Tatsächlich kann er auch auf eine ganz andere Idee kommen. Sanierung durch Raub gewissermaßen. Ideologisch begründet als Wiedervereinigung Koreas. Die Chancen, dass seine Armee durch ihre schiere Größe den Gegner überrennen könnte, dürften sich seine Generalität ausgerechnet haben. Die Versorgung wäre problemlos aus dem eroberten Süden möglich. Naiv, wer glaubte, unvorstellbare Menschenverluste würde dieses Regime beeindrucken können. Mit der Bombe, so die Spekulation, ließen sich die USA in Schach halten, zumal die unter Obama ohnehin auf dem Rückzug gesehen werden. Stellen wir uns doch einmal die Frage, ob der Westen bereit wäre, im Jahre 2013 noch einmal einen großen Koreakrieg zu führen. Keine Interventionen im Irak oder Afghanistan, sondern einen Koreakrieg! Zwar ohne sowjetische oder chinesische Truppen, dafür aber mit Atomraketen, wo und wie erfolgreich auch immer diese eingesetzt werden könnten. Seien wir sicher, die Friedensbewegung würde erwachen. An dem Tag, an dem Kim los schlägt und ihre Losung wäre, keine Beteiligung! Beteiligung nämlich hieße die Inkaufnahme echter eigener Kriegsverluste und die Bereitschaft, dass auch die USA atomare Waffen einsetzte. Selbst ein in Trümmern liegender Süden dürfte Kim als Einnahmequelle reichen, seine dringendsten Probleme zu lösen. Abgesehen davon, dass in der zynischen Logik dieses Regimes jeder Kriegstote ein Esser weniger wäre.

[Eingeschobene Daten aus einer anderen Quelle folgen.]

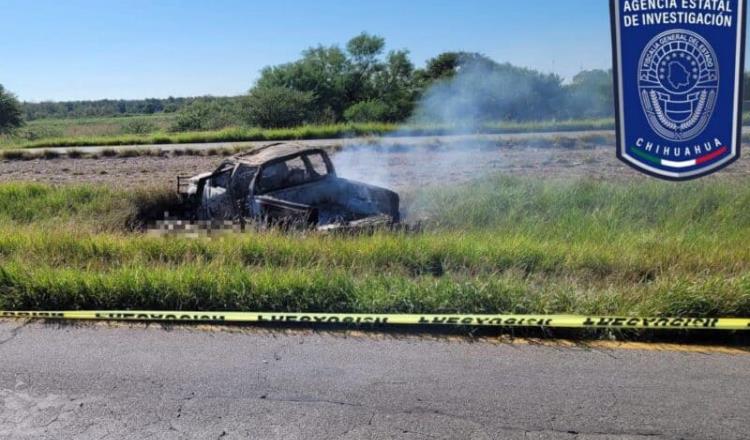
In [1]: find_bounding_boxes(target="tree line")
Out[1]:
[4,32,750,134]
[21,96,213,120]
[170,34,617,131]
[221,34,616,129]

Raubkrieg als ökonomische Sanierung ist nicht vorstellbar, gab es bestenfalls in der Antike? Es ist gar nicht lang her, dass genau in diesem Land der Unmensch mitten in Europa das Konzept verwirklichen wollte. Er machte es nur etwas komplizierter. Er finanzierte einen Wirtschaftsaufschwung mit selbst im 2013 unvorstellbarer Staatsverschuldung auf Wechselbasis, bezahlte damit eine gewaltige Aufrüstung, womit er die Wirtschaft in allen Bereichen ankurbelte, gedachte die Armee gewinnbringend einzusetzen und alles mit den Staatsschätzen eroberter Länder und dem Vermögen ermordeter Juden zu bezahlen. Da heute niemand Kim Kredite gibt, schon gar nicht auf Wechselbasis, könnte sein Vorgehen das Direkte sein. Rationalität ist relativ, sie bemisst sich an der aktuellen Lage und den Alternativen. Die Lage Nordkoreas ist möglicherweise für den deutschen Wohlstandbürger nicht mehr nachvollziehbar fürchterlich. Die Alternativen des Regimes sind oben dargestellt.
Es bleiben Wunsch und Glaube, dass all unsere schwätzenden Experten in den Medien Recht behalten. Aber ein Tickchen den dicken Herrn Kim Ernst nehmen, sich auf die Eventualität von Krieg zur Verteidigung Südkoreas und unserer Werte einstellen, dies Nordkorea demonstrieren, sollte man dennoch. Und vor allem daraus lernen, dass das Zusehen, wie ein von blutrünstigen Verbrechern regierter Staat Atombomben entwickelt, bis er sie hat, der schlimmste Fehler war, den die freie Welt in diesem Fall gemacht hat. Der Iran bastelt noch.